Pascual García (pasgarcia62@gmail.com)
En el patio que hay frente a la casa de mi infancia solían dormitar descuidados y holgazanes, mostrando sus vergüenzas sin empacho, algunos perros al sol o al resguardo del viento helado de febrero. Parecían inofensivos porque eran de pequeño tamaño y no tenían la boca demasiado agresiva pero recuerdo que un día me quedé mirando fijo a uno de ellos mientras daba buena cuenta de un hueso ya pelado y, de repente, sentí la quemazón de un mordisco raudo y doloroso que obró en mi ánimo como una vacuna contra el resto de los perros de mi vida, animales a los que respeto y quiero pero de los que no siempre me fío.
Poseían aquellos ejemplares una raza indefinida o ninguna raza y nosotros los llamábamos burreros o rateros, porque entre sus habilidades estaban la de ahuyentar a las ratas, y matarlas incluso, en los corrales de aquel barrio viejo o morderles las patas a los jumentos mientras subían cargados de hortalizas de la huerta, fatigados del viaje y ya en las últimas y empinadas cuestas del Castillo.

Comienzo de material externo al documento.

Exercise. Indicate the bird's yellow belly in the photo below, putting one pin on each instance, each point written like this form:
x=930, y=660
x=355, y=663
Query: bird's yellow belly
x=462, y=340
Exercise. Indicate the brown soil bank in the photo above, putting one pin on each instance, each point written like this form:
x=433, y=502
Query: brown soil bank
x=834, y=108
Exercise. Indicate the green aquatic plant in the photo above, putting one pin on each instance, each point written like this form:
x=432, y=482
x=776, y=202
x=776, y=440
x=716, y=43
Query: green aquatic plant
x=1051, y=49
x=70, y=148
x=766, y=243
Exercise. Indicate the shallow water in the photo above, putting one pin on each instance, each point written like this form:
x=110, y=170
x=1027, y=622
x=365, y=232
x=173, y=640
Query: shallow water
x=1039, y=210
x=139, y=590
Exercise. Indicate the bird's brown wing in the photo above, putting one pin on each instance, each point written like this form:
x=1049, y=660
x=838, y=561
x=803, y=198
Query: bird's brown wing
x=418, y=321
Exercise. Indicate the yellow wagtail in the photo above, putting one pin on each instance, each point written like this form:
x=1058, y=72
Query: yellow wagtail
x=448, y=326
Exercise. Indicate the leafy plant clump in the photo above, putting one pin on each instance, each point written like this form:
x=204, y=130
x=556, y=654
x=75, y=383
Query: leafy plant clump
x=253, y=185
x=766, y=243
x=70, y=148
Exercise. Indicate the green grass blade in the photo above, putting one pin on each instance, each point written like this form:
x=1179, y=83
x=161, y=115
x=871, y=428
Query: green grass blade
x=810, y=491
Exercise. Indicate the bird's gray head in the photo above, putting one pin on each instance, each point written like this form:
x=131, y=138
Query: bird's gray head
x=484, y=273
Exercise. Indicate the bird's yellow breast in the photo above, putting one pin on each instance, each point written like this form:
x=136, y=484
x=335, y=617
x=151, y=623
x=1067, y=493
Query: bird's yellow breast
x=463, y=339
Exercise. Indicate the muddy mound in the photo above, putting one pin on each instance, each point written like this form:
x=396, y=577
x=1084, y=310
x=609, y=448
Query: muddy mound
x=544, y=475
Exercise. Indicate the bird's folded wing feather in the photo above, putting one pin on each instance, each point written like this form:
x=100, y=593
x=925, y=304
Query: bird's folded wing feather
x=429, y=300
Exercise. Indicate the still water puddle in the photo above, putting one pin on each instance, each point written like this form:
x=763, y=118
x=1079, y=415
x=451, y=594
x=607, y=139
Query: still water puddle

Eran pequeños pero tenían un carácter endiablado y había que guardarles el aire porque no admitían agasajos o mimos de algún desconocido; alguna vez también osé acariciarles el lomo mientras pasaba alguno por la Calle Curato, majestuoso y en silencio, y vi cómo se retorcía de repente con una agilidad insólita y mordía mi mano despiadado, la mano que había intentado disfrutar de la cálida suavidad de su pelaje.
Eran animales ariscos y enseñaban los dientes con la boca entreabierta, como si hubiesen nacido ya enfurecidos contra la propia vida aunque su apariencia fuese la de unos canes serenos y plácidos que no parecían querer nada con nadie. Ladraban, gruñían, hacían su trabajo en los corrales y con los burros que iban y venían de la huerta, atendían a sus amos benevolentes de los que les llegaba la comida y la bebida, se ahuyentaban espantados cuando oían la palabra picho y se largaban a esconderse en el interior de las casas. Eran asustadizos, imprevisibles y pertenecían al paisaje habitual de un pueblo varado en su propia historia, cuyas calles de barrio habían terminado perteneciéndonos a los muchachos que jugábamos a la pelota o al burro ensimismados y que apenas reparábamos en aquellos chuchos anónimos de estampa inofensiva aunque de temperamento vivo.
En el fondo eran semejantes en lo físico y en el carácter a los hombres del barrio, no muy altos pero broncos, decididos y duros, que afrontaban su existencia con arrestos y con paciencia y que al mal tiempo ponían buena cara. Sin pedrigree alguno, por supuesto, pero con la clase y el marchamo de los que habían sido educados en la calle y les tenían miedo a muy pocas cosas.
Con el paso del tiempo hemos adquirido cierta tendencia a rodearnos de lujo y de animales caros que nos otorgan un estatus elevado y distinguido; aborrecemos la vulgaridad y nos acogemos a las novedades a ultranza y a las rarezas sin cuento, de manera que en los últimos años proliferan entre nosotros perros de orígenes extravagantes, exóticos y casi fuera de lugar, pero de una estampa distinguida y bella, o fiera y violenta. Nos hemos olvidado de los chuchos callejeros y de su contrastada inteligencia y fidelidad. Buscamos con una obsesión casi segregacionista, que recuerda a caducas políticas fascistas, los ejemplares más depurados desde un punto de vista estético y de un gusto muy particular, nos ocupamos de su apareamiento, cuidamos su alimentación, los llevamos regularmente al veterinario y apenas los dejamos libres unos segundos para que no se mezclen sin control y de un modo desordenado con el resto de sus congéneres.
Pero aquellos perros del barrio del Castillo, gruñones, sobrios, apretados de carnes y útiles, ya no están con nosotros como no está aquel tiempo ni aquellos muchachos que jugaban en la calle todo el día sin pensar en el futuro.